4) Make it unsatisfying
Head to Amazon.com and find a leather-bound self-flagellation whip…
Okay, that was a joke. But it is important to have an immediate consequence for engaging in unwanted behaviours.
Social stakes (accountability) and loss aversion increase habit adoption exponentially.
A company called StickK capitalized on these principles by creating an online “commitment store.” If you don’t achieve your goal with StickK, it automatically notifies your friends which, granted you have friends who want the best for you, exposes you to endless mockery. Peer pressure at its finest!
Not only that, but you can put financial stakes on the line that are automatically donated to a charity or anti-charity if you fail. Scrap the charity idea. It’s effectively rewarding you for failure.
An anti-charity is an organization you so despise that you’d rather peel your fingernails off than donate to. If you have an opinion on controversial issues from abortion to same-sex marriage, StickK will automatically donate to the opposing party should you fail to accomplish your objective.
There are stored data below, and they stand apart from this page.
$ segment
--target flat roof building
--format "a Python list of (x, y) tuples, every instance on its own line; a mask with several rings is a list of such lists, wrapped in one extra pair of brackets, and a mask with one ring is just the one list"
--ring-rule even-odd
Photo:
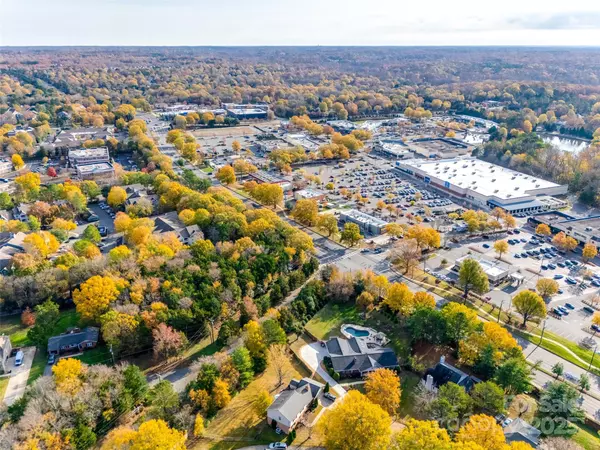
[(478, 207), (535, 213), (548, 206), (538, 197), (566, 194), (568, 186), (526, 175), (476, 158), (397, 161), (404, 173)]
[(575, 218), (559, 211), (536, 214), (527, 219), (533, 226), (544, 223), (553, 234), (561, 231), (576, 239), (581, 245), (588, 242), (600, 246), (600, 216)]
[(80, 164), (97, 164), (110, 162), (108, 147), (79, 148), (69, 150), (69, 164), (76, 167)]
[(383, 228), (387, 225), (385, 220), (373, 217), (370, 214), (366, 214), (356, 209), (343, 211), (340, 214), (340, 222), (342, 225), (346, 222), (355, 223), (363, 233), (375, 236), (383, 233)]
[(425, 158), (455, 158), (470, 155), (473, 147), (452, 138), (419, 138), (408, 142), (410, 149)]
[(463, 261), (467, 259), (473, 259), (479, 263), (479, 265), (487, 275), (488, 279), (490, 280), (490, 283), (497, 284), (500, 281), (504, 280), (509, 274), (508, 267), (504, 267), (500, 262), (488, 261), (487, 259), (477, 260), (473, 258), (472, 255), (465, 255), (461, 258), (458, 258), (454, 263), (454, 267), (452, 267), (452, 270), (458, 272)]
[(294, 192), (296, 200), (323, 200), (327, 194), (316, 189), (301, 189)]
[(294, 147), (300, 146), (309, 152), (315, 151), (321, 146), (320, 142), (302, 133), (288, 134), (285, 141)]
[(413, 155), (402, 139), (382, 139), (373, 146), (373, 151), (395, 159), (410, 158)]
[(114, 175), (115, 169), (110, 163), (81, 164), (77, 166), (77, 176), (82, 180), (111, 178)]
[(257, 105), (237, 105), (233, 103), (224, 103), (223, 108), (227, 111), (228, 116), (235, 117), (236, 119), (266, 119), (269, 106), (266, 104)]

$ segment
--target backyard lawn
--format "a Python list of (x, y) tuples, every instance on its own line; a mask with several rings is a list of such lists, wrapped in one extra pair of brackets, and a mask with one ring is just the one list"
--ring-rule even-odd
[(291, 359), (285, 372), (283, 385), (276, 387), (277, 375), (273, 368), (268, 367), (262, 375), (258, 376), (248, 387), (233, 397), (229, 405), (219, 411), (207, 424), (205, 436), (209, 439), (203, 439), (194, 448), (232, 450), (249, 445), (268, 444), (284, 439), (284, 435), (278, 436), (267, 425), (265, 416), (259, 417), (256, 414), (253, 404), (258, 394), (263, 390), (267, 390), (271, 395), (275, 395), (287, 386), (287, 383), (292, 378), (309, 376), (300, 364), (294, 363)]
[(362, 325), (364, 322), (353, 304), (328, 303), (305, 325), (306, 331), (319, 340), (340, 334), (344, 323)]

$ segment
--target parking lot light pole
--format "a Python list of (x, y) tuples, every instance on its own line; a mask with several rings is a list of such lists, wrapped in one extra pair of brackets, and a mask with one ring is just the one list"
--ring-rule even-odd
[(500, 302), (500, 309), (498, 310), (498, 319), (496, 320), (496, 323), (500, 323), (500, 314), (502, 314), (502, 305), (504, 305), (504, 299), (502, 299), (502, 301)]

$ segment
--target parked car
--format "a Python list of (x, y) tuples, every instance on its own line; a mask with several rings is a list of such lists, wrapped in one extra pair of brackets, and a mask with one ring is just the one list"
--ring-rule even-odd
[(571, 303), (565, 303), (565, 306), (569, 309), (575, 309), (575, 307)]
[(50, 356), (48, 356), (48, 365), (51, 366), (55, 362), (56, 362), (56, 355), (54, 353), (50, 353)]
[(287, 448), (287, 444), (285, 442), (271, 442), (267, 449), (273, 448)]
[(335, 399), (337, 398), (335, 395), (330, 394), (329, 392), (325, 392), (323, 397), (325, 397), (327, 400), (331, 400), (332, 402), (335, 402)]
[(553, 278), (554, 278), (555, 280), (560, 280), (560, 279), (564, 278), (564, 276), (563, 276), (563, 275), (561, 275), (560, 273), (557, 273), (556, 275), (554, 275), (554, 277), (553, 277)]
[(17, 351), (17, 354), (15, 355), (15, 366), (20, 366), (21, 364), (23, 364), (24, 357), (25, 354), (22, 350)]

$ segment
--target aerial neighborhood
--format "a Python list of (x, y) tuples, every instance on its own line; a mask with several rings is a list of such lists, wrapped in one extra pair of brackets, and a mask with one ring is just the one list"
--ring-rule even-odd
[(0, 450), (600, 448), (598, 53), (519, 51), (0, 48)]

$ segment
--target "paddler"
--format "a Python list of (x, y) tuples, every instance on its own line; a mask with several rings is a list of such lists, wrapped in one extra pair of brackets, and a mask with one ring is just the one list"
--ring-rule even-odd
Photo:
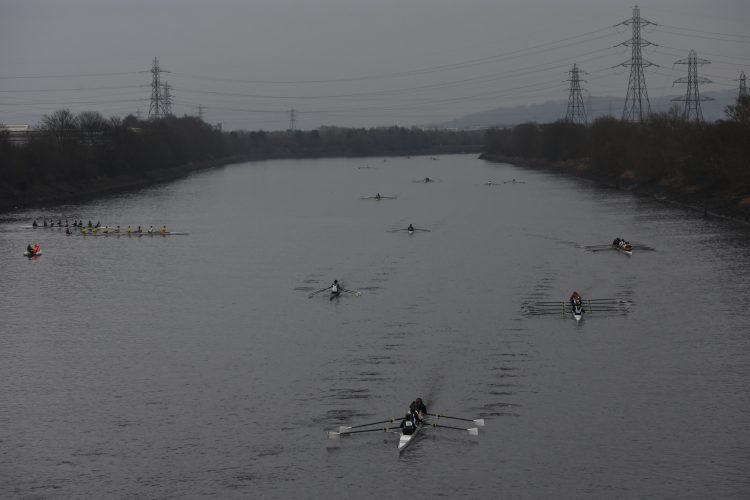
[(380, 200), (380, 193), (378, 193), (378, 194), (375, 195), (375, 199), (376, 200)]
[(414, 232), (414, 226), (411, 225), (411, 224), (409, 224), (409, 227), (407, 227), (406, 230), (409, 231), (410, 233), (413, 233)]
[(161, 234), (167, 234), (167, 226), (162, 226), (161, 229), (159, 229), (159, 232)]
[(38, 254), (41, 251), (42, 249), (39, 248), (39, 243), (34, 243), (34, 255)]
[(148, 234), (154, 234), (154, 226), (149, 226)]
[(31, 223), (31, 227), (37, 227), (39, 224), (36, 223), (36, 219), (34, 219), (34, 222)]
[(29, 255), (34, 255), (34, 249), (31, 247), (31, 243), (29, 243), (28, 245), (26, 245), (26, 252)]

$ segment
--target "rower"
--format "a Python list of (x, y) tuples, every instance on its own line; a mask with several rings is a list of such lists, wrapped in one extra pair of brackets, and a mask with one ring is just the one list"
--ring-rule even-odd
[(148, 234), (154, 234), (154, 226), (149, 226)]
[(339, 280), (333, 280), (333, 284), (331, 285), (331, 298), (338, 297), (341, 294), (341, 285), (339, 285)]
[(26, 245), (26, 252), (29, 255), (34, 255), (34, 249), (31, 247), (31, 243), (29, 243), (28, 245)]
[(414, 403), (416, 403), (414, 405), (414, 409), (417, 410), (417, 415), (419, 416), (419, 419), (422, 420), (424, 416), (427, 414), (427, 407), (422, 402), (422, 398), (417, 398), (417, 400), (414, 401)]
[(89, 227), (91, 227), (91, 226), (92, 226), (92, 224), (91, 224), (91, 219), (89, 219)]
[(406, 230), (409, 231), (410, 233), (413, 233), (414, 232), (414, 226), (411, 225), (411, 224), (409, 224), (409, 227), (407, 227)]
[(101, 225), (102, 225), (102, 223), (101, 223), (101, 222), (99, 222), (99, 221), (96, 221), (96, 225), (95, 225), (94, 227), (99, 227), (99, 226), (101, 226)]
[(376, 199), (376, 200), (379, 200), (379, 199), (380, 199), (380, 193), (378, 193), (378, 194), (376, 194), (376, 195), (375, 195), (375, 199)]
[(41, 251), (42, 249), (39, 248), (39, 243), (34, 243), (34, 255), (38, 254)]
[(167, 234), (167, 226), (162, 226), (161, 229), (159, 229), (159, 232), (161, 234)]
[(34, 222), (31, 223), (31, 227), (37, 227), (39, 224), (36, 223), (36, 219), (34, 219)]
[(70, 228), (69, 228), (69, 227), (66, 227), (66, 228), (65, 228), (65, 234), (67, 234), (67, 235), (70, 235), (70, 234), (71, 234), (71, 233), (70, 233)]
[(407, 436), (410, 436), (414, 434), (417, 430), (417, 426), (414, 423), (414, 420), (412, 419), (411, 414), (407, 413), (404, 415), (404, 419), (401, 421), (401, 433), (406, 434)]
[(44, 227), (47, 227), (47, 219), (42, 219), (42, 223), (44, 224)]
[(432, 181), (432, 179), (430, 179), (429, 177), (425, 177), (425, 178), (424, 178), (424, 181), (425, 181), (425, 182), (431, 182), (431, 181)]
[(143, 232), (143, 229), (141, 229), (141, 226), (138, 226), (138, 230), (136, 231), (136, 233), (142, 233), (142, 232)]
[(583, 299), (581, 299), (581, 296), (578, 295), (578, 292), (573, 292), (573, 295), (570, 296), (570, 307), (573, 309), (573, 311), (575, 312), (576, 309), (578, 309), (583, 312), (582, 303)]
[(120, 226), (119, 226), (119, 224), (118, 224), (118, 225), (117, 225), (117, 227), (115, 228), (115, 232), (116, 232), (117, 234), (120, 234)]

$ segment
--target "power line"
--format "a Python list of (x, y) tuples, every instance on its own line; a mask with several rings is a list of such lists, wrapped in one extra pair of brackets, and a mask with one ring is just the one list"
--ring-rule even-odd
[(0, 76), (0, 80), (27, 80), (34, 78), (88, 78), (94, 76), (121, 76), (121, 75), (138, 75), (148, 73), (148, 71), (118, 71), (114, 73), (77, 73), (68, 75), (22, 75), (22, 76)]

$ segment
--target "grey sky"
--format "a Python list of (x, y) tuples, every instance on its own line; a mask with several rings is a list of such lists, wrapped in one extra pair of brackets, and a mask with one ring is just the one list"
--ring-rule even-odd
[[(679, 94), (674, 66), (712, 61), (703, 91), (750, 74), (750, 1), (651, 0), (649, 95)], [(152, 59), (174, 112), (225, 129), (429, 124), (567, 98), (573, 63), (592, 95), (624, 96), (633, 4), (615, 0), (0, 0), (0, 122), (67, 107), (149, 108)], [(138, 73), (143, 71), (144, 73)], [(112, 75), (112, 73), (121, 73)], [(74, 75), (53, 77), (53, 75)], [(89, 75), (89, 76), (86, 76)], [(33, 77), (33, 78), (18, 78)]]

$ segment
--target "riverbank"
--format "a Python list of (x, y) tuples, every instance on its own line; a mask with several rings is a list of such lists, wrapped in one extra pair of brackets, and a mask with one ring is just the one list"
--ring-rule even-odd
[(732, 188), (717, 189), (711, 186), (689, 185), (679, 178), (638, 179), (629, 170), (618, 176), (607, 176), (592, 169), (587, 159), (549, 161), (486, 153), (481, 154), (479, 158), (496, 163), (510, 163), (519, 167), (572, 175), (609, 188), (678, 204), (704, 216), (723, 217), (750, 224), (750, 193), (743, 193)]
[(229, 157), (221, 160), (189, 163), (181, 167), (148, 170), (142, 175), (100, 177), (78, 182), (56, 182), (35, 186), (29, 190), (0, 187), (0, 212), (22, 210), (32, 207), (55, 205), (66, 201), (82, 200), (139, 189), (162, 182), (180, 179), (193, 172), (215, 168), (229, 163), (246, 161), (245, 157)]
[[(446, 146), (430, 148), (428, 151), (419, 149), (404, 153), (390, 153), (378, 156), (420, 156), (439, 154), (463, 154), (478, 153), (480, 145), (471, 146)], [(349, 157), (348, 155), (313, 155), (315, 158), (337, 158)], [(355, 156), (351, 158), (363, 158), (367, 156)], [(0, 213), (13, 210), (22, 210), (33, 207), (44, 207), (69, 201), (81, 201), (97, 196), (106, 196), (121, 193), (133, 189), (144, 188), (162, 182), (170, 182), (193, 172), (209, 168), (222, 167), (232, 163), (243, 163), (253, 161), (277, 160), (283, 158), (301, 158), (298, 155), (284, 154), (248, 154), (229, 156), (226, 158), (193, 162), (180, 167), (147, 170), (142, 175), (128, 175), (116, 177), (99, 177), (79, 182), (56, 182), (34, 186), (32, 189), (12, 189), (9, 186), (0, 185)]]

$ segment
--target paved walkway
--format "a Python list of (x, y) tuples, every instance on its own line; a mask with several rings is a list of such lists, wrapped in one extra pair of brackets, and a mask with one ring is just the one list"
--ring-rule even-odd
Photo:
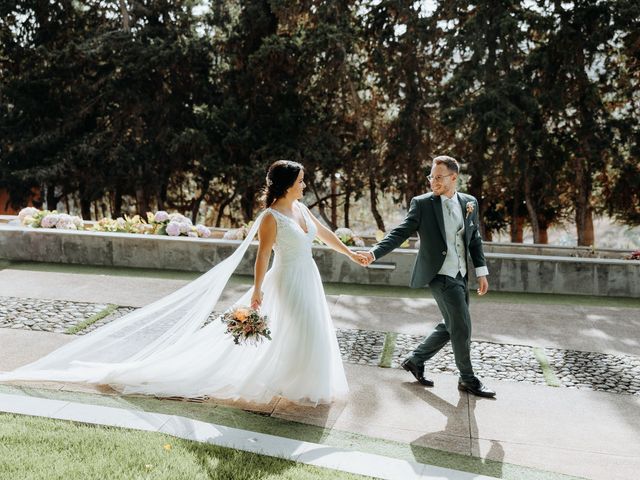
[[(351, 313), (340, 305), (342, 297), (330, 299), (336, 318), (340, 312)], [(350, 296), (349, 301), (352, 302), (353, 298), (357, 302), (363, 297)], [(380, 303), (379, 298), (370, 300)], [(429, 300), (421, 301), (424, 311), (428, 311)], [(402, 305), (398, 308), (402, 308)], [(19, 335), (17, 332), (24, 330), (85, 335), (134, 309), (104, 303), (0, 297), (0, 329), (10, 330), (4, 334), (8, 344), (19, 344), (19, 341), (11, 341), (9, 337), (12, 332)], [(219, 314), (220, 311), (214, 312), (209, 321), (216, 321)], [(337, 328), (336, 336), (344, 362), (395, 368), (424, 338), (423, 335), (345, 327)], [(473, 341), (471, 356), (476, 370), (493, 379), (640, 394), (640, 376), (637, 375), (640, 357), (635, 355)], [(427, 370), (433, 373), (457, 373), (450, 345), (445, 346), (428, 363)]]
[[(0, 271), (0, 292), (17, 299), (37, 297), (135, 307), (173, 291), (186, 281), (126, 276), (122, 272), (114, 275), (108, 270), (104, 273), (108, 275), (5, 269)], [(242, 281), (236, 282), (225, 293), (222, 303), (230, 302), (244, 289)], [(415, 298), (413, 291), (407, 290), (406, 297), (379, 296), (383, 293), (379, 289), (375, 296), (366, 292), (349, 294), (346, 287), (342, 287), (340, 295), (334, 295), (339, 292), (331, 288), (328, 292), (339, 332), (382, 332), (385, 340), (397, 341), (402, 335), (427, 333), (438, 320), (433, 301), (426, 295)], [(473, 303), (477, 344), (484, 342), (497, 349), (521, 345), (547, 353), (579, 352), (591, 358), (585, 365), (574, 365), (577, 369), (604, 365), (611, 356), (632, 362), (640, 359), (637, 335), (640, 309), (633, 304), (616, 306), (598, 299), (567, 304), (546, 300), (531, 303), (527, 296), (521, 296), (521, 301), (515, 298), (507, 302), (499, 295), (495, 299), (491, 301), (488, 296)], [(89, 308), (87, 312), (90, 311)], [(39, 358), (72, 338), (68, 334), (0, 328), (0, 370)], [(560, 356), (554, 366), (554, 358), (550, 356), (550, 370), (543, 373), (551, 372), (563, 381), (558, 365), (567, 358)], [(624, 369), (622, 366), (621, 370)], [(627, 370), (633, 378), (640, 378), (640, 367), (635, 363), (628, 364)], [(248, 430), (262, 429), (263, 433), (277, 430), (284, 437), (311, 435), (311, 440), (322, 440), (315, 443), (337, 442), (348, 448), (355, 445), (357, 450), (382, 451), (387, 456), (498, 478), (560, 478), (564, 474), (631, 479), (636, 478), (640, 469), (640, 395), (635, 390), (619, 394), (554, 388), (491, 378), (484, 371), (479, 373), (498, 391), (497, 400), (485, 400), (459, 393), (452, 373), (433, 374), (436, 386), (425, 389), (396, 368), (347, 363), (346, 371), (351, 396), (343, 405), (313, 409), (279, 400), (262, 408), (228, 402), (222, 402), (222, 406), (235, 412), (241, 412), (237, 407), (262, 410), (264, 415), (258, 417), (263, 424), (256, 425), (255, 415), (243, 417), (251, 426)], [(620, 378), (629, 374), (618, 373)], [(54, 398), (71, 395), (67, 398), (75, 400), (78, 395), (85, 395), (81, 401), (86, 403), (100, 403), (102, 400), (96, 398), (105, 398), (98, 397), (99, 392), (92, 387), (58, 384), (37, 387), (40, 388), (30, 390), (3, 386), (0, 391)], [(109, 398), (122, 401), (121, 397)], [(187, 408), (186, 402), (169, 403), (174, 409), (175, 405)], [(167, 408), (166, 405), (164, 400), (145, 408), (158, 411)], [(197, 408), (211, 405), (206, 402)], [(221, 408), (219, 403), (215, 405), (217, 410)], [(200, 414), (193, 408), (193, 404), (188, 404), (189, 412)], [(222, 422), (224, 418), (218, 420)], [(234, 422), (238, 421), (234, 418)], [(311, 430), (300, 433), (305, 425)], [(312, 429), (319, 427), (323, 433), (318, 435)]]

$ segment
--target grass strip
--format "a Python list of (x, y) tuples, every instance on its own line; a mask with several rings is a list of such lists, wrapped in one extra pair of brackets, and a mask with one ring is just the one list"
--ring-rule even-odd
[(77, 325), (67, 328), (67, 331), (65, 333), (68, 335), (75, 335), (76, 333), (81, 332), (85, 328), (93, 325), (98, 320), (102, 320), (104, 317), (111, 315), (117, 309), (118, 309), (118, 305), (109, 304), (107, 308), (105, 308), (104, 310), (100, 310), (98, 313), (91, 315), (89, 318), (83, 320)]
[(116, 427), (0, 414), (0, 478), (364, 480), (370, 477)]
[(384, 337), (384, 345), (382, 347), (382, 354), (380, 355), (379, 367), (391, 368), (391, 360), (393, 359), (393, 352), (396, 349), (396, 339), (398, 334), (394, 332), (387, 332)]
[(559, 387), (560, 380), (558, 380), (558, 377), (556, 377), (553, 368), (549, 364), (549, 359), (544, 353), (544, 349), (540, 347), (533, 347), (533, 354), (540, 364), (540, 368), (542, 369), (542, 374), (544, 375), (544, 380), (545, 382), (547, 382), (547, 385), (549, 385), (550, 387)]

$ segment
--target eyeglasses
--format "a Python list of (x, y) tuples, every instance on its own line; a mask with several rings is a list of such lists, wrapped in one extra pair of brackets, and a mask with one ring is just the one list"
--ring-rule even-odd
[(435, 177), (433, 175), (427, 175), (427, 178), (430, 182), (441, 182), (445, 177), (450, 177), (451, 175), (453, 175), (453, 173), (449, 175), (436, 175)]

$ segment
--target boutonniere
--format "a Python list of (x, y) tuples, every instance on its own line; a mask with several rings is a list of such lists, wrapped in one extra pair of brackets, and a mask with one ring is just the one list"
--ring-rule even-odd
[(471, 215), (473, 213), (473, 209), (476, 208), (475, 203), (473, 202), (468, 202), (467, 203), (467, 216), (465, 218), (469, 218), (469, 215)]

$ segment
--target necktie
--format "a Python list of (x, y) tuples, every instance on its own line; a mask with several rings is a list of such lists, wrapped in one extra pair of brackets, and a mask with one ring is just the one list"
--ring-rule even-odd
[(447, 213), (449, 214), (449, 216), (451, 218), (455, 218), (454, 214), (453, 214), (453, 204), (452, 204), (453, 199), (447, 199), (444, 201), (444, 206), (447, 209)]

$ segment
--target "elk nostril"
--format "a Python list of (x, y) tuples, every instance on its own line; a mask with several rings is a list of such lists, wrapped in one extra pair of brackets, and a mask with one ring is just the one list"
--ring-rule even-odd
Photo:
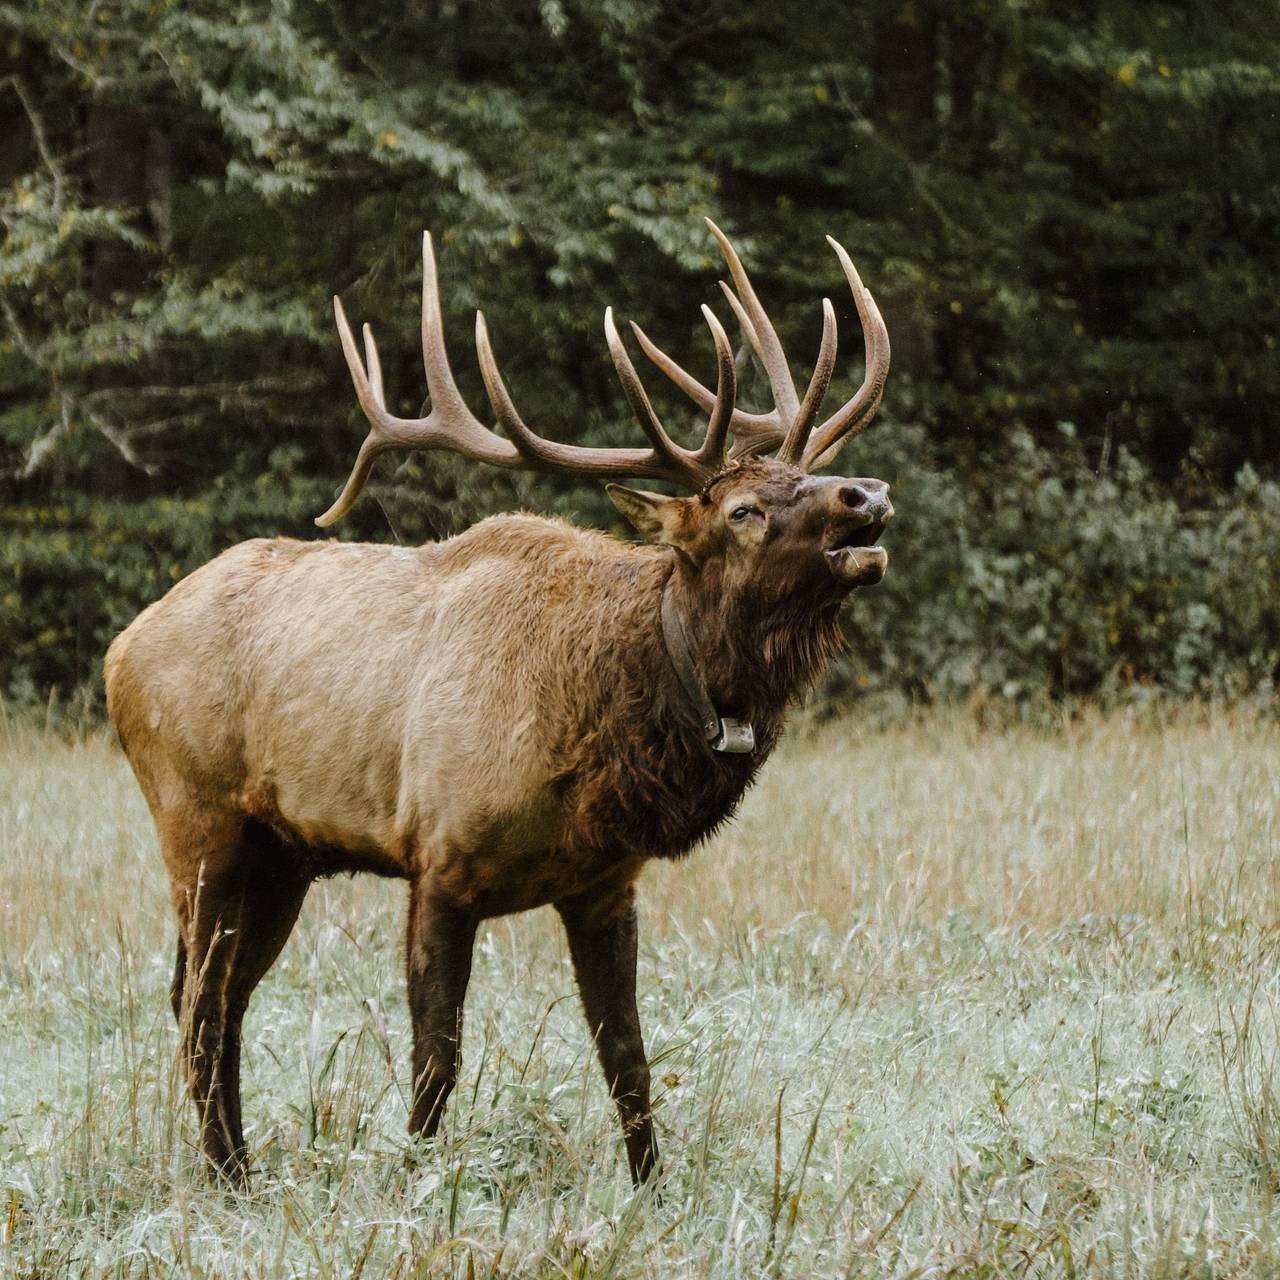
[(840, 490), (840, 501), (855, 511), (871, 509), (871, 495), (860, 484), (847, 484)]

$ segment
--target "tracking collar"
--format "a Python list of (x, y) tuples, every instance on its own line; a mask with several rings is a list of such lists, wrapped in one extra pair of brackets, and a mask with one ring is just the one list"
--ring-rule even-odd
[(756, 748), (756, 735), (748, 720), (732, 720), (722, 716), (711, 701), (707, 687), (698, 676), (693, 665), (693, 654), (689, 649), (689, 639), (685, 635), (684, 624), (680, 621), (680, 611), (676, 607), (675, 596), (671, 591), (674, 580), (667, 579), (662, 592), (662, 638), (667, 644), (667, 654), (671, 665), (684, 691), (689, 695), (702, 723), (702, 732), (711, 743), (712, 751), (721, 751), (726, 755), (746, 755)]

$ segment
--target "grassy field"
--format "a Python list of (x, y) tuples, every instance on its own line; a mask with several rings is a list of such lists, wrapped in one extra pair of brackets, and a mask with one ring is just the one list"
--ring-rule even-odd
[(642, 882), (660, 1198), (549, 911), (483, 933), (448, 1132), (409, 1144), (404, 899), (313, 890), (246, 1026), (259, 1173), (220, 1190), (127, 767), (0, 734), (0, 1273), (1280, 1272), (1273, 723), (796, 734)]

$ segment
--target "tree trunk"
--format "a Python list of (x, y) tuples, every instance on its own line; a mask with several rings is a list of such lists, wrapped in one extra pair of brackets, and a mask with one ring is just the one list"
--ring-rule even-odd
[(938, 15), (928, 0), (892, 0), (875, 20), (875, 112), (914, 155), (933, 140)]
[[(90, 203), (100, 209), (148, 207), (148, 134), (146, 116), (133, 106), (94, 98), (85, 125)], [(133, 292), (146, 278), (146, 263), (136, 249), (119, 240), (95, 242), (89, 289), (94, 300), (109, 304), (117, 293)]]

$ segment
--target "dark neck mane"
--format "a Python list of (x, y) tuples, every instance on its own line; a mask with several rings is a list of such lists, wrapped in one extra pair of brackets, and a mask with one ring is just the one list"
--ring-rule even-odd
[(602, 857), (678, 857), (710, 835), (773, 751), (788, 705), (842, 643), (837, 599), (760, 609), (682, 574), (673, 590), (698, 674), (717, 711), (755, 732), (751, 754), (712, 751), (662, 635), (671, 571), (650, 564), (619, 609), (618, 678), (581, 708), (561, 757), (571, 838)]
[(694, 661), (721, 715), (782, 716), (843, 647), (838, 597), (764, 605), (674, 570), (672, 589)]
As Tim Ferriss writes, “A goal without real consequences is wishful thinking. Good follow-through doesn’t depend on the right intentions. It depends on the right incentives.”
Simplicity Inspires Greatness
“I realize it ain't what you have, it's what you feel, that's what true success is.” – Big Sean, No More Interviews
“Our life is frittered away by detail… simplify, simplify.” – Henry David Thoreau
Destructive habits aren’t always apparent nor as grave as smoking or eating into obesity. Small, non-obvious changes make a big difference. We can make monumental improvements to our lives and substantial jumps towards our goals by modifying or eliminating destructive habit loops.
How would your life improve if you rewired your behaviour to prevent slipping into a negative spiral after a work conflict? Would you be better positioned to attain your goals if you tossed out trigger foods and disassociated with toxic friends?
Eliminate habits that cause negative emotion and push you further from your goals. Creating your dream life doesn’t come from adding more, but by removing that which is non-essential.